Produção e consumo solidário!

As mulheres quilombolas bonequeiras de Alto Alegre/Horizonte participaram, nos dias 04 e 11 de fevereiro, de uma formação em gênero, raça e produção solidária. A metodologia utilizada permitiu que o grupo realizasse uma rememoração da comunidade, trazendo elementos identitários que serviram e servem para manter os laços de solidariedade na produção feminina e quilombola. Leuda, professora, quilombola e bonequeira, apresentou o mapa da comunidade apontando para o canal do trabalhador e o canal da integração, ícones das políticas intervencionistas e desenvolvimentistas do governo do estado. Segundo ela, havia um córrego no lugar do canal da integração que a comunidade usava para lazer, pesca e banho no período do inverno.

Em seguida, as mulheres foram incentivadas a pensar sobre a importância de olhar pra dentro: “Que grupo temos hoje e qual grupo queremos”. Houve uma descrição geral dos elementos e características individuais e coletivas, relacionadas à participação na produção, comercialização, parcerias, geração de renda, processos, equipamentos, espaço de produção, demandas/encomendas, comunidade e satisfação do grupo. Destacaram a importância de trabalhar a autoestima das mulheres que não preenchem os padrões impostos pelo mercado de trabalho capitalista.

Muitas vezes os projetos e oficinas que surgiam na comunidade eram direcionados às jovens, e as mulheres na fase adulta e meia-idade se questionavam porque não estavam inseridas no contexto de formação. Existia uma preocupação com a geração de renda, sobretudo com a divisão das despesas com o marido. Então, um curso de corte e custura auxiliou na organização do grupo e na estruturação da produção. O grupo nasceu das produções individuais que, organizadas coletivamente, desencadearam a produção das bonecas.
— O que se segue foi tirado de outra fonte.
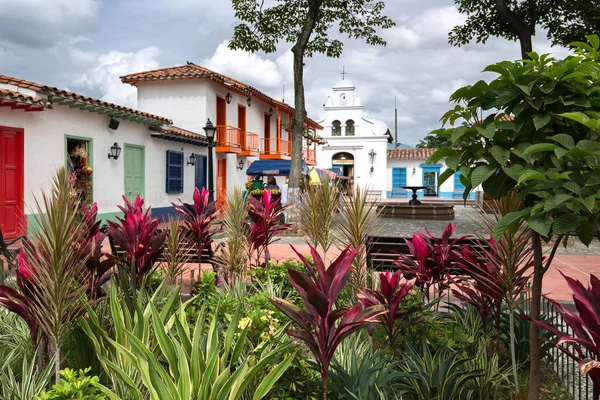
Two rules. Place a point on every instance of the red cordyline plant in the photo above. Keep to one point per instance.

Atualmente, o grupo de bonequeiras quilombolas de Alto Alegre/Horizonte espera o reconhecimento do grupo na comunidade e fora da comunidade como mulheres produtoras. “É um divertimento produzir, juntar as mulheres pra conversar e produzir”. Há um fortalecimento dos vínculos familiares e identitários para além da geração de renda. As bonecas negras traduzem a identidade da comunidade quilombola e apresentam uma economia quilombola baseada em traços identitários, no território e na tradição oral. As atividades compõem o cronograma de ações do Projeto AYO – Mulheres Negras em Rede, que realizará debates e formação para grupos de mulheres em Fortaleza. O projeto é apoiado pelo Fundo Elas de Desenvolvimento Social e envolve mulheres de Fortaleza e Horizonte.